This is the array that stores all the functions used to generate the target pathnames for each target index.

declare -a dependencies_function_wrappers=("[function_wrapper_name]")

This is is a wrapper used to call the dependency function that generates a target, currently used to implement the --different feature of set_dependencies.

generate_index <target_index> [comparison_index]

This satisfies all the dependencies (see set_dependencies) for the target recursively in a depth-first traversal of the dependency tree.

If the optional comparison index is used, all files in the dependency tree will be compared against that file's modification time. If the comparison index is set to -1, all targets will be regenerated from scratch using the set_dependencies functions submitted earlier.

generate_target <target_path>

This looks up the target index for the specified target path and then calls generate_index with it. It's considerably slower than generate_index.

set_verbose <true | false>

This makes the generate_index function print to stderr status messages about the dependencies as they're satified.

verbose_log <depth_from_top> <log_message1> [log_message2] ...

If set_verbose is set to true, then calling verbose_log() will print out the specified message to stderr.

The depth_from_top parameter is an integer indicating how deep into the dependency tree the

echoerr [-n] <log_message1> [log_message2] ...

This will print the log message to stderr.

The -n parameter will prevent a newline from being printed.

arg_is_set <arg_number> <arg_pos1> [arg_pos2] ...

This will return 0 (true) if the argument number is set in arguments. In calculating this, it skips any arguments that start with the character -. So if you take:

arg_is_set <N> hi --verbose there

For N=1 and N=2, arg_is_set will be successful, but N=3 or more, arg_is_set will fail.

get_arg_count <arg_pos1> [arg_pos2] ...

This counts the number of arguments passed.

Like arg_is_set, this will skip any elements that start with -.

get_arg <arg_number> <arg_pos1> [arg_pos2] ...
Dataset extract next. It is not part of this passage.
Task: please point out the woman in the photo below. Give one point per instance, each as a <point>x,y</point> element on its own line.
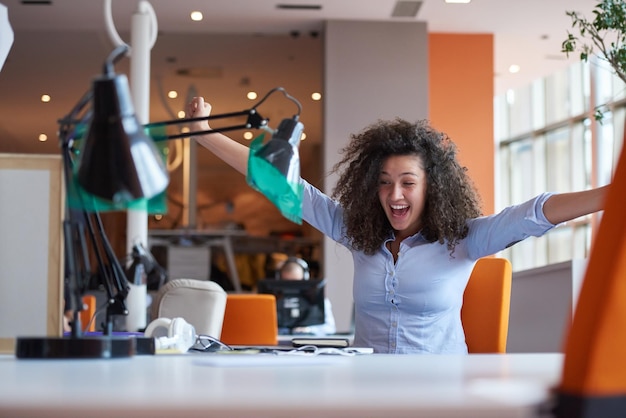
<point>410,216</point>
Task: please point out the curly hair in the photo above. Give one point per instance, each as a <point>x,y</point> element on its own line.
<point>451,197</point>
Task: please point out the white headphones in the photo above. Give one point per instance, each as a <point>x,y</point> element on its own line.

This returns the specified argument in the variable $_arg. Like arg_is_set and get_arg_count, it skips any arguments that start with -.

native_path <path_name>

This takes a pathname and puts it on stdout using the native path format, which is the same on everything, except for Cygwin, which will put it in the drive letter format Windows native programs tend to prefer.

calculate_md5sum <path_name>

This calculates the md5sum of the file at path and puts the result in the variable $_md5sum.

save_vars_to_file <path_name> <variable_name1> [variable_name2] ...

This saves all the specified variable names to the specified path.

load_vars_from_file <path_name>

This loads all variables stored in the specified path as locals.

save_vars <variable_name1> [variable_name2] ...

Same as save_vars_to_file, but it stores variables to the .variables directory in the script location using a temporary generated filename specific to the process number.

load_vars

This loads all variables stored by save_vars in the same process.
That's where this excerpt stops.